[Blogging Mindset] Don’t Think, Just Write!

If you’ve done the proper amount of research on your topic, you know what your audience wants, and you know what you want to say, then taking action and starting to write should be simple and require no particular effort. Right?

Not quite. All writers know too well that sometimes this just isn’t the case. Getting down to the physical act of writing can take a lot of will power.

Almost everything else seems more attractive than starting to write.

How can we get ourselves to stop procrastinating and move straight to action?

Here are a few ideas that have worked for me:

1. Remember why you’re writing

Remind yourself what this blog post will do for you when completed. This action is taking you in a direction you want to go. Remember this objective and write it down at the top of your To Do list.

2. Just punch the damn keys

Just do it. Start punching those keys.

Don’t waste time and energy thinking about writing, and just write.

3. Remember that actions are finite

Anticipate the end. Once you’ve done it, it’s done, and it won’t have to be done again. So get on with it!

4. Ask someone to help you

Tell a peer, a friend, or your boss that it will be done by 3 pm. If they are a real friend, they’ll drop by a while before the deadline to check that you have started.

5. Tell a large number of people you’ll do it

Trap yourself. If you’ve made a commitment to a lot of people then the shame of saying you didn’t try will outweigh the effort of doing it.

6. Location, location, location

Write in a pleasant place – a favorite coffee shop or library or a room overlooking the sea. Whatever it takes: wear favorite clothes or special socks – just like athletes do!

7. Do nothing else

Allow yourself to do nothing else until you’ve completed your chapter/paper/article.

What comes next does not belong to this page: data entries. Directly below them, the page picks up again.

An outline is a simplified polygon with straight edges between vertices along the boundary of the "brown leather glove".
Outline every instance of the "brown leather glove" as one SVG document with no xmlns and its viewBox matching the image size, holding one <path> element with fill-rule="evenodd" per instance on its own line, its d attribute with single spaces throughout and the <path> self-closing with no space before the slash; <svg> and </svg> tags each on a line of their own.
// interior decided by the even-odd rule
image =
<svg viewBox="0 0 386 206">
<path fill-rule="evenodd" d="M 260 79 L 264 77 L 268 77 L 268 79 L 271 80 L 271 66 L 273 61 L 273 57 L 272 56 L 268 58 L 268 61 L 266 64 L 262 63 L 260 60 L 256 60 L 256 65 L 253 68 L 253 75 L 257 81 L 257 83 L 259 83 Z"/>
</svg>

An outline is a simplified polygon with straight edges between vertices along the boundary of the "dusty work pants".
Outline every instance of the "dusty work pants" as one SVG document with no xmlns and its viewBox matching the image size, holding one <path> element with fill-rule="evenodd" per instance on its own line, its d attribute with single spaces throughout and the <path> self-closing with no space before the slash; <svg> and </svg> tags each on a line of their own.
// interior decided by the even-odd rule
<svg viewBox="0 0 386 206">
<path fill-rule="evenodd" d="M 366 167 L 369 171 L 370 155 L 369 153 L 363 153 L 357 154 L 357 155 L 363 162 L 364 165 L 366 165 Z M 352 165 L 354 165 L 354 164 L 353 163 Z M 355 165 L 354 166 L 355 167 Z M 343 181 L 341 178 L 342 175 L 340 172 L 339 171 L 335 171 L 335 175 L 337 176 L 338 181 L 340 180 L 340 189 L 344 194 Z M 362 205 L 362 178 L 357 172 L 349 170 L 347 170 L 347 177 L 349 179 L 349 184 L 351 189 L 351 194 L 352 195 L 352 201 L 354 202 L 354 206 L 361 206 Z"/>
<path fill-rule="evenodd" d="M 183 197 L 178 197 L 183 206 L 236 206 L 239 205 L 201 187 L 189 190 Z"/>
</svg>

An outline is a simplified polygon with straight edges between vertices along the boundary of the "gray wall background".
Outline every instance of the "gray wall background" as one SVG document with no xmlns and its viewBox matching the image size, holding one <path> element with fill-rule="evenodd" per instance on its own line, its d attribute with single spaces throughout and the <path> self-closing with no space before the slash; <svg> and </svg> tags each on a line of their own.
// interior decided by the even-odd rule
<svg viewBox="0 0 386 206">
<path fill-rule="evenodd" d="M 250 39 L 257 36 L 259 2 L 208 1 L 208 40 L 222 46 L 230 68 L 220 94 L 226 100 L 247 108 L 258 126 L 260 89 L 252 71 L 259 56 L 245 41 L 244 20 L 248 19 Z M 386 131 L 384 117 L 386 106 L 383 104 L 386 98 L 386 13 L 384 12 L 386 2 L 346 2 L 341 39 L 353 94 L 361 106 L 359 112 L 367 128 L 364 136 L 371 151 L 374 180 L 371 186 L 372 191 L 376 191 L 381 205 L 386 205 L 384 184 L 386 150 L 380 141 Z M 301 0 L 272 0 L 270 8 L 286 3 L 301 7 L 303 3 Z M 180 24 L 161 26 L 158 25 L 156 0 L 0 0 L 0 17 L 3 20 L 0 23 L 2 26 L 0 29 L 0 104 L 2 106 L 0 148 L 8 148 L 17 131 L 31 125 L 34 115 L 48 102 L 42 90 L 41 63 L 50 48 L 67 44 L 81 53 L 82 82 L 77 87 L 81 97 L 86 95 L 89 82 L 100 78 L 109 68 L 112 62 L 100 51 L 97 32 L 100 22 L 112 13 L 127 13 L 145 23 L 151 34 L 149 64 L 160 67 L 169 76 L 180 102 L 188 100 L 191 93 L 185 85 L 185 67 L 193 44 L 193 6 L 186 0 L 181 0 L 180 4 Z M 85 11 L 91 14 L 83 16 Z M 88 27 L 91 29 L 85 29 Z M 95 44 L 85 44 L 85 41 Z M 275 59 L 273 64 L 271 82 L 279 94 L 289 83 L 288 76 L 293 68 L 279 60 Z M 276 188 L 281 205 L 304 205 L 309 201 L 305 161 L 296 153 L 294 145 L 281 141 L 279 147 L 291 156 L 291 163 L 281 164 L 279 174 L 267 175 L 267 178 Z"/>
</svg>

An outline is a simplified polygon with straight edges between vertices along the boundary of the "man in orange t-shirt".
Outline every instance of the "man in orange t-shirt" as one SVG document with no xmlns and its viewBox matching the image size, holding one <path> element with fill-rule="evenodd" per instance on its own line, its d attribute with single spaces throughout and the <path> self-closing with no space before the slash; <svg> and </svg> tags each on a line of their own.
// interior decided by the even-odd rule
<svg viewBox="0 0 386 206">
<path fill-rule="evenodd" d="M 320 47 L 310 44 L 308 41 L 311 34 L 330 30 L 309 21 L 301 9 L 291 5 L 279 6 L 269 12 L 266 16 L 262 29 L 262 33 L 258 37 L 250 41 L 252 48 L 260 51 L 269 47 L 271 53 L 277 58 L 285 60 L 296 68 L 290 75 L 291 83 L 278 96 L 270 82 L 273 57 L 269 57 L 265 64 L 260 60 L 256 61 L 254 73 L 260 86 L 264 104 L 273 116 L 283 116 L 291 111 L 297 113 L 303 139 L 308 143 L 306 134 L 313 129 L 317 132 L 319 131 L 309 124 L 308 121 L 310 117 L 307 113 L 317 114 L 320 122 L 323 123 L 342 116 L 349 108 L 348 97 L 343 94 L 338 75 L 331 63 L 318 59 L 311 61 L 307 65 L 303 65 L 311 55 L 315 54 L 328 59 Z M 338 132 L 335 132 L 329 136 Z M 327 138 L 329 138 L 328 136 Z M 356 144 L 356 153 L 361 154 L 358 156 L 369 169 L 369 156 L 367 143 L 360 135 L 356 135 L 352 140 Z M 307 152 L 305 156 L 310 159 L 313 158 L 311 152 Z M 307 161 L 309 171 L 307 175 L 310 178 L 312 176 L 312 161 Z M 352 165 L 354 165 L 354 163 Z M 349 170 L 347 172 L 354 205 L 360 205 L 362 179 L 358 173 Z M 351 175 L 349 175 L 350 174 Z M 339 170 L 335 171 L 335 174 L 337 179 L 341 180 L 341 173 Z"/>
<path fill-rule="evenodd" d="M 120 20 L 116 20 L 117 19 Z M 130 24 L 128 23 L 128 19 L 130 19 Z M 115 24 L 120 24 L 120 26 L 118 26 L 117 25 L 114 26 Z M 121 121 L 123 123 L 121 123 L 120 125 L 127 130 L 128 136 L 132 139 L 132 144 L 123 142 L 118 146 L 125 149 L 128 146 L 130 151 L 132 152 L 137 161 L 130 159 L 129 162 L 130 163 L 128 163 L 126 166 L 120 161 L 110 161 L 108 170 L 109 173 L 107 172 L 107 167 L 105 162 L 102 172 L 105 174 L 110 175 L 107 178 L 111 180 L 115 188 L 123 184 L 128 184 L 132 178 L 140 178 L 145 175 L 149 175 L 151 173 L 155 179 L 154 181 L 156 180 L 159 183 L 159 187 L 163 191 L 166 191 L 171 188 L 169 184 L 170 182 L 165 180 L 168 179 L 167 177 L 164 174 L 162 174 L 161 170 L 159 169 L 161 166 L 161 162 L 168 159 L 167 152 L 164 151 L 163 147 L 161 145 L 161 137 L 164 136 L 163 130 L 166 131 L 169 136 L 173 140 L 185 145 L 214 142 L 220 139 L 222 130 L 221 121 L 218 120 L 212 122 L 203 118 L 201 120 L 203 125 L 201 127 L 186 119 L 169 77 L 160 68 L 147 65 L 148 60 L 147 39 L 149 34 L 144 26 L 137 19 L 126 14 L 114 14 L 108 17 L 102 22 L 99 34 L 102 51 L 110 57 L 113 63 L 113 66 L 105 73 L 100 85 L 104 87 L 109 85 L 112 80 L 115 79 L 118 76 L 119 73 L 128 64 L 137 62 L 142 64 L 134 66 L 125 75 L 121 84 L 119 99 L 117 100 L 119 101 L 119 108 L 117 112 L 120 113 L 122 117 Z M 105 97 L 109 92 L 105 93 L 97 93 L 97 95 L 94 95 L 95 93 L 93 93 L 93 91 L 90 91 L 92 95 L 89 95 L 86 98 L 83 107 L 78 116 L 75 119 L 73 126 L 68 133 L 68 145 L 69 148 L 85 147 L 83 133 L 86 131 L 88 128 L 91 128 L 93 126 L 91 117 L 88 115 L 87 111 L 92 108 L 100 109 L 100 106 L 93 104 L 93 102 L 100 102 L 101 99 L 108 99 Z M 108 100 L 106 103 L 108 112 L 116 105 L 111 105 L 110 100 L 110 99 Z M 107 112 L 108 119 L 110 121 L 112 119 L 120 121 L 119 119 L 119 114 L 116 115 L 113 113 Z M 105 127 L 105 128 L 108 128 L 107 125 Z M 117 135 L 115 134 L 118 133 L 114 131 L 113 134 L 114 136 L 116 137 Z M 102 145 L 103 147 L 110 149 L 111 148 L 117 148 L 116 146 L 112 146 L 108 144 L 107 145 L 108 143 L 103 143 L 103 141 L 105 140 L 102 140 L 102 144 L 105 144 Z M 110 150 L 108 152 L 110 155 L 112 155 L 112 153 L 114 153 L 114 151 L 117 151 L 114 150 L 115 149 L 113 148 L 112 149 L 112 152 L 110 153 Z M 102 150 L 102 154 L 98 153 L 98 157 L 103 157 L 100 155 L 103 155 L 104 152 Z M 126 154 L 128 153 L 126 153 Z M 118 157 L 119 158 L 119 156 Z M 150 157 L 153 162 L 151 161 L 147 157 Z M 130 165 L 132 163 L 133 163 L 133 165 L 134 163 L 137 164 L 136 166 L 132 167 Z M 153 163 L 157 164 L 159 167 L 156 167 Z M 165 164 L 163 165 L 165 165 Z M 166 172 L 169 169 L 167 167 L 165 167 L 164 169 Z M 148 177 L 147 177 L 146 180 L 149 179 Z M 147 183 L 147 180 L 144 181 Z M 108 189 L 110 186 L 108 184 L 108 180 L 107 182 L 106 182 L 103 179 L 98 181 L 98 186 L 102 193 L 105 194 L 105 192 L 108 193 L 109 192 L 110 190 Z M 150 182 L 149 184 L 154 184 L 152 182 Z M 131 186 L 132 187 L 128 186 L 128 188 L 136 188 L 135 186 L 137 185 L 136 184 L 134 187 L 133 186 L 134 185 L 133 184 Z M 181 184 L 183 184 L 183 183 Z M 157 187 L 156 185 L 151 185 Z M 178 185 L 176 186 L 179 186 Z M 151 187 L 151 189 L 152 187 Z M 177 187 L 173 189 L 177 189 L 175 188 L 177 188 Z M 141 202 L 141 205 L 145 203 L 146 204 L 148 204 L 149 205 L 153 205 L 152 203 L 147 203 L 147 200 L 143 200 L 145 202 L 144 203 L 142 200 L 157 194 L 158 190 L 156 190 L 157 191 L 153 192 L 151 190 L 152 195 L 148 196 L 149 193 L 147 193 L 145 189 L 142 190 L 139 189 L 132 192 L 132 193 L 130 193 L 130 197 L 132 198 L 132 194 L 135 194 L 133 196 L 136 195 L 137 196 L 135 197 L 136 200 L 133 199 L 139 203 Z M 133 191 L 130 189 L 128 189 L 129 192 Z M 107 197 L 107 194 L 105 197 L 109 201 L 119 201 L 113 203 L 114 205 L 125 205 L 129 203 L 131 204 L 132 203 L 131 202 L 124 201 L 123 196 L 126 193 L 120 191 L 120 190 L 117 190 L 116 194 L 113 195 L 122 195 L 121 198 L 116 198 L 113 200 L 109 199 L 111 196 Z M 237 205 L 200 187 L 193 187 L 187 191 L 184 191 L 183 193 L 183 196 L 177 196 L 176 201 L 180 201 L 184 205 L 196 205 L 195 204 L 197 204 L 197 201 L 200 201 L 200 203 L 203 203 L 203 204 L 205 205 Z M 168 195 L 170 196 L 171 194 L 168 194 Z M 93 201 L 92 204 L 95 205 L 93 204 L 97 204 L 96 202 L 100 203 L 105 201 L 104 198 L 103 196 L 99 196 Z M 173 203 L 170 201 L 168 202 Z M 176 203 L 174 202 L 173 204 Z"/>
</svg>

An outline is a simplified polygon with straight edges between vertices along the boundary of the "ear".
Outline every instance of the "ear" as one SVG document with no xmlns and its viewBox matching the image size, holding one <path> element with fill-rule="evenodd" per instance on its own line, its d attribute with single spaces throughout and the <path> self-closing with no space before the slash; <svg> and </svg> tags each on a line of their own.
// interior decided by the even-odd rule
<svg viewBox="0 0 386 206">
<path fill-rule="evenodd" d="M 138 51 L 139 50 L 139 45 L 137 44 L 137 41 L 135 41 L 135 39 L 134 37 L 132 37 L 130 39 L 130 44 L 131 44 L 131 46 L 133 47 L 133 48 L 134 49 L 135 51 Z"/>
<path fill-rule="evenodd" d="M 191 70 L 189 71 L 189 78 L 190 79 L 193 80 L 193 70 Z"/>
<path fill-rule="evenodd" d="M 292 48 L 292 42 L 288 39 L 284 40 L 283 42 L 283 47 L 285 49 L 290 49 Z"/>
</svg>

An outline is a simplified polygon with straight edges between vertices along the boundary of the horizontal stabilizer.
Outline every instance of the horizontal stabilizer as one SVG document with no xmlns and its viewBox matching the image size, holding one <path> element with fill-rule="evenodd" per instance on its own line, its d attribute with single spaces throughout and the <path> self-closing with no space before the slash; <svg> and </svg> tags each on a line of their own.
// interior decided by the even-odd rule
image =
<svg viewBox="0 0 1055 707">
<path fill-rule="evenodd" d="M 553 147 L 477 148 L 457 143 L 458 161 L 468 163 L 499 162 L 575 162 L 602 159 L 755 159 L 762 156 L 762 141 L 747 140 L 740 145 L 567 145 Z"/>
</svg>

The important thing is that there should be a space of time, say four hours a day at least, when a professional writer doesn’t do anything else but write. He doesn’t have to write, and if he doesn’t feel like it he shouldn’t try. He can look out of the window or stand on his head or writhe on the floor, but he is not to do any other positive thing, not read, not write letters, glance at magazines, or write checks. Either write or nothing. – Raymond Chandler

Different things work for different people and in different circumstances. What works for you?


14 thoughts on “[Blogging Mindset] Don’t Think, Just Write!

      1. Many-a-time I feel I can’t write anymore & all this while I felt it was my individual problem. But thanking god, for the post and your comments. Somewhere, now I know how much ever time it takes its just the starting trouble, common to all writers.

        Liked by 1 person

  1. Whenever I have trouble writing, I do something physical that doesn’t require too much mental effort (usually cleaning/ watering plants). For a while, I’ll try to pull something together, but I often end up turning on music that helps me think or the lyrics/artists are inspiring. I did laugh imagining myself on my head or writhing on the floor trying to come up with some words to type.

    Liked by 1 person

  2. Boy does this resonate. Just today I had to breathe past rolling my eyes at a post I’d promised to publish. Most are fun to write; some are tedious until I start…’just punchin’ those da*m keys” just like you describe. Wooo, that’s funny! Ironically, the topic was (and is …it’s now up) on The Brain. Your chronicle of the process or those tougher writing days is soooo on point.

    I purposely sent an update to the workshop hosts today, saying it would be up by tonight and because being true to your word is important, I instantly starting typing AND enjoying the research that came with it. Also because the subject is about how we use the brain, that was a nudge forward – otherwise what use would be it be writing about the brain if I couldn’t control it enough to concentrate and follow through on something…every day sure brings another lesson. Thanks for this fabulous post AND reminder! Happy writing y’all!

    Liked by 1 person

    1. Most times, all it takes is to start. I read about a bunch of tricks just to get you to start, like promising yourself a reward or that you’ll only do it for 15 minutes.

      The truth of the matter is that once you start punching those keys, the most difficult thing is to stop.